Answer
(a)$$D_f= \mathbb{R}- \left ( \{ 0 \} \cup \{ x \mid x=(2n+1) \frac{\pi }{2}, \, n \in \mathbb{Z} \} \right )$$
(b) Please see below.
(c)$$\lim_{x \to 0 } f(x)=\frac{1}{2}$$
(d) Please see below.
Work Step by Step
(a) In fact, there exist two ratios in the function $f(x)= \frac{ \sec x -1}{x^2}=\frac{\frac{1}{\cos x}-1}{x^2}$. So, by excluding the points vanishing the denominators we can find the domain of $f$ as follows.$$x^2=0 \quad \Rightarrow \quad x=0 \\ \cos x=0 \quad \Rightarrow \quad x= (2n+1)\frac{\pi }{2}, \quad n\in \mathbb{Z}$$Thus, the domain of $f$ is$$D_f= \mathbb{R}- \left ( \{ 0 \} \cup \{ x \mid x=(2n+1) \frac{\pi }{2}, \, n \in \mathbb{Z} \} \right ).$$
(b) No, it is not obvious from the graph since the graph seems to be a graph of a periodic function and so consists of infinitely many pieces. However, the graph confirms our result.

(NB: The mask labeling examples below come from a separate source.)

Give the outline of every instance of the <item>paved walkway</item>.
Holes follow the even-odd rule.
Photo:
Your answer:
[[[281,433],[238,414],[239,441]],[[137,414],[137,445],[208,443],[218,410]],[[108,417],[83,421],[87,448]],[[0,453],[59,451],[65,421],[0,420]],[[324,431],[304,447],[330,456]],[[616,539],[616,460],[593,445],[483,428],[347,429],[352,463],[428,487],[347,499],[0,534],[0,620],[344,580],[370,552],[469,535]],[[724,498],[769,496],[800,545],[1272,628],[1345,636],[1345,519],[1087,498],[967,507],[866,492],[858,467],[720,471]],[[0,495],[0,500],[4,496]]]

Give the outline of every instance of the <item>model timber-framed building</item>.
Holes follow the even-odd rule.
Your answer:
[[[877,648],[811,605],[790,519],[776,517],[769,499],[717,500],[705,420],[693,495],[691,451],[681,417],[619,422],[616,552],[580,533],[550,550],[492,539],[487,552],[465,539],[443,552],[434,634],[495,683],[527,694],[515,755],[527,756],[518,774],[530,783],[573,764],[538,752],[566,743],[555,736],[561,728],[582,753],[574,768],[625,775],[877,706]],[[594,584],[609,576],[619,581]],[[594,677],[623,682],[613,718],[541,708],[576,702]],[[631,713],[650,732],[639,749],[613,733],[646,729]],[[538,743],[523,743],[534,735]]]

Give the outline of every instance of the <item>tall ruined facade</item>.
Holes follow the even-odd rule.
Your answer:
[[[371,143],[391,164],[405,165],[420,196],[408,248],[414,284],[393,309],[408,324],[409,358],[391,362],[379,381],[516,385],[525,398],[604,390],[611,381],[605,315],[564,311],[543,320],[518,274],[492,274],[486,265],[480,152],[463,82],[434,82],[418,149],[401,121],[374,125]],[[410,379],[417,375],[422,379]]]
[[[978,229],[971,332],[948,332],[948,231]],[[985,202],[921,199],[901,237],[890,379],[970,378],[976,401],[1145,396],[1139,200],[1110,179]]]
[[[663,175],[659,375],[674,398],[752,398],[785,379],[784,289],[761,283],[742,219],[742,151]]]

(c) According to the graph, as $x$ approaches $0$, the function $f(x)$ approaches $\frac{1}{2}$. So, we can conclude that$$\lim_{x \to 0}f(x)=0.$$
(d) Now, we find the limit analytically. Since by direct substitution we get the indeterminate form $\frac{0}{0}$, we should use the trigonometric relation $\cos x= 1- 2 \sin ^2 \frac{x}{2}$ as folllows.$$\lim_{x \to 0}\frac {\sec x -1}{x^2}=\lim_{x \to 0} \frac{\frac{1}{\cos x}- 1}{x^2}= \lim_{x \to 0}\frac{\frac{1-\cos x}{\cos x}}{x^2}=\lim_{x \to 0}\left ( \frac{1}{\cos x} \right ) \left (\frac{1- \cos x}{x^2} \right )=\lim_{x \to 0}\left ( \frac{1}{\cos x } \right )\left (\frac{2\sin ^2 \frac{x}{2}}{x^2} \right )=\lim_{x \to 0} \left ( \frac{1}{2 \cos x} \right ) \left ( \frac{\sin \frac{x}{2}}{\frac{x}{2}} \right )^2= \lim_{u \to 0} \left ( \frac{1}{2 \cos 2u} \right ) \left ( \frac{\sin u}{u} \right )^2= ( \frac{1}{2}) (1)^2=\frac{1}{2}$$(In finding the limit we have used Thereom 1.9 (a), $\lim_{x \to 0} \frac{\sin x}{x}=1$, also $u=\frac{x}{2}$).